Conseguir dicho objetivo significa reducir el gasto autonómico en un mínimo del 9%, si los ingresos se mantienen, y en cifras superiores si los ingresos decaen por culpa de la recesión. ¿Es posible un recorte de tal calado después de todos los recortes que ya ha habido, y con unos niveles de malestar social que van creciendo y que empiezan a estallar? ¿De dónde van a salir los 15.000 millones de euros equivalentes?
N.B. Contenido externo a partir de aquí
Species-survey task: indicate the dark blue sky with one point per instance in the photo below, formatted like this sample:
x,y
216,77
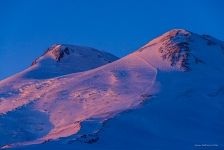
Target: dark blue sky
x,y
28,27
Por supuesto, eliminando coches oficiales y reduciendo consejerías no hay ni para empezar. Los gastos de alta dirección de las comunidades no suponen ni el medio por ciento del conjunto. Cultura representa poco más del 1%. Las subvenciones a las criticadas televisiones autonómicas no llegan a este 1%. Carreteras y otras obras ya es una partida reducida a lo simbólico. Todo eso ya se sabía cuando se lanzó con alevosía la especie de que la sobriedad era remedio suficiente.

¿De dónde hay que recortar entonces? Una pista: entre sanidad, enseñanza y servicios sociales se llevan tres cuartas partes del gasto autonómico, o aún más si se hace una atribución proporcional de los gastos generales. El mapa de competencias está montado de tal manera que hablar de autonomías y estado del bienestar es prácticamente lo mismo. Esta es su tarea principal.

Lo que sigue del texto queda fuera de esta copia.